As mães, ainda surpresas com o resultado de algumas combinações,
garantiram que suas famílias iriam comer melhor dali para frente. "Eu
jogava muita coisa fora, como os talos das verduras. Acho que agora
vai dar até para fazer mais economia com os alimentos", afirmou a
dona-de-casa Célia Granado Amorim, garantindo que gostou de tudo o que
foi preparado, mas principalmente da torta de folhas e talos. "Não
imaginava que isso tudo fosse possível. É vivendo e aprendendo..."
A mesma empolgação foi demonstrada por Doroty Aparecida da Costa
Rezende: "Foram usados ingredientes que a gente não imaginava, como as
folhas de batata-doce, abóbora e mandioca." Mãe de cinco filhos e com
uma horta no fundo do quintal, ela também afirmou que, com as
informações que recebeu, a família terá mais opções de alimentação.
Além de ensinar alternativas para se comer melhor,
os cursos ministrados pela assistente social da Emater funcionam como
uma espécie de terapia de grupo. Com formação em sócio-terapia, Maria
Regina explica que nos últimos 10 anos tem percebido que as mulheres
se soltam no ambiente culinário, "principalmente quando trabalham com
as mãos, nas massas". Segundo ela, o exercício estimula as
participantes a se desarmarem, exteriorizando muitos de seus
problemas.
“Não chego ao nível de trabalhar questões psicológicas, mas aproveito
para trabalhar alguma coisa de relacionamento. Na cozinha a gente tem
uma interação maravilhosa", garante Maria Regina. É também no
agradável ambiente culinário que estas mulheres melhoram sua
auto-estima, na medida em que aprendem a importância de preparar bem –
e com sentimento – o alimento da família.

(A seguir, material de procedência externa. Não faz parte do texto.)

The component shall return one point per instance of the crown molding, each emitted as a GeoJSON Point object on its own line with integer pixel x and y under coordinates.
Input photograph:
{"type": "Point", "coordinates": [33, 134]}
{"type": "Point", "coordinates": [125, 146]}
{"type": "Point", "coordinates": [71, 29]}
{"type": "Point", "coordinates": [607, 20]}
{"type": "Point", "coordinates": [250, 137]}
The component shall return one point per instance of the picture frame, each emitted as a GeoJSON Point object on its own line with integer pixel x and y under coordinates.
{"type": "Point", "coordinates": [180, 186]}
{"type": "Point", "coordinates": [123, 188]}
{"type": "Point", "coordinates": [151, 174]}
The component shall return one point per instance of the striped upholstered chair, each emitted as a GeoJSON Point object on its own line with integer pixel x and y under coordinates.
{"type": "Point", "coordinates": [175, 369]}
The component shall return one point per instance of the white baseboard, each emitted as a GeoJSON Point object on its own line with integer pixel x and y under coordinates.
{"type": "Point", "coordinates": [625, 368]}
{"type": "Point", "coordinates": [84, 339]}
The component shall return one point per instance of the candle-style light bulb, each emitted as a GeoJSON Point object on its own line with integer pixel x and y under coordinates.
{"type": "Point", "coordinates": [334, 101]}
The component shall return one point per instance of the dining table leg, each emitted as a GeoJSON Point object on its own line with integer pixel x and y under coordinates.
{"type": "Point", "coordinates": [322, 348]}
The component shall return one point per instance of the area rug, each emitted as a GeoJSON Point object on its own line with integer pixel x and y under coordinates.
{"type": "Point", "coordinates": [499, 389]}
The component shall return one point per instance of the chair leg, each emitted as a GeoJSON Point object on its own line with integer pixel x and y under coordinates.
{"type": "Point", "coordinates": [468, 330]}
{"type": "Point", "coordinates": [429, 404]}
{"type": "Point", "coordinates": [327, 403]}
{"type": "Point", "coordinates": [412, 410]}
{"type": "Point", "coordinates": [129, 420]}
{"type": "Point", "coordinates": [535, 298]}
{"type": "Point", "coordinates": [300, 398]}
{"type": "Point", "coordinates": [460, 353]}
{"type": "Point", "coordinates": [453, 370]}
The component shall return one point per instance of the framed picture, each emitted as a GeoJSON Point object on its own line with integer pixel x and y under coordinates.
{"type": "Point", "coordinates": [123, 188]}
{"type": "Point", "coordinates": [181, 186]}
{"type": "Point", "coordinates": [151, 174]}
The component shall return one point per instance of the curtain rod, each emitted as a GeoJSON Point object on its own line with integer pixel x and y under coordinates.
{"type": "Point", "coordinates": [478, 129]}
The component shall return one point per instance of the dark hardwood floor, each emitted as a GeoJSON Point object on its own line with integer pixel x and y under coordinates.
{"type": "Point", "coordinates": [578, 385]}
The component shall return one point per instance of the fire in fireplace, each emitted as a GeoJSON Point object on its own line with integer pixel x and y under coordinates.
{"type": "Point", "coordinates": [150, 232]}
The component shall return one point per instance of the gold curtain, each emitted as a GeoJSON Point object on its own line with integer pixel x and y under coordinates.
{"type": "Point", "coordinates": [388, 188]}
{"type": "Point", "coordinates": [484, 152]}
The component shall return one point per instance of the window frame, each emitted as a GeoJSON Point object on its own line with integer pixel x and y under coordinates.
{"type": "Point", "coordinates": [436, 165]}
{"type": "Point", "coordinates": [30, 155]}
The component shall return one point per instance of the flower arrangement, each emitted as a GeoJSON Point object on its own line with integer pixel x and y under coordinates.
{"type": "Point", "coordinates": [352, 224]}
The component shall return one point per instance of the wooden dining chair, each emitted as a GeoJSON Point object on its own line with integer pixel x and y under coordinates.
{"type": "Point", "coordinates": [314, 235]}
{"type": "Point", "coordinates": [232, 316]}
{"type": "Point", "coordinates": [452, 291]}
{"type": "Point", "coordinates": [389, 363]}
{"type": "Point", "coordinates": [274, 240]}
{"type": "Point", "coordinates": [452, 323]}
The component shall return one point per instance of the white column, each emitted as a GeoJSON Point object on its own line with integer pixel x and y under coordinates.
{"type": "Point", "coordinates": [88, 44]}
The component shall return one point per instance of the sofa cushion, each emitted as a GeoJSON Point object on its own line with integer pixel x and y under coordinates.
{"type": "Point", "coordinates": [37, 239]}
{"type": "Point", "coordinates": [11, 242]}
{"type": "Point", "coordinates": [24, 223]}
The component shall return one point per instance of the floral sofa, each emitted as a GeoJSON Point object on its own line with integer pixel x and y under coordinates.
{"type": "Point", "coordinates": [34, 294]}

"Já trabalhei até com adolescentes, dando orientação sexual enquanto
fazíamos receitas de biscoitos", conta a assistente social,
reafirmando que no caso do curso ministrado em Tamarana a idéia foi
melhorar o nível de alimentação da comunidade. "Muitos aqui plantam,
colhem e comercializam legumes e verduras, mas não comem.”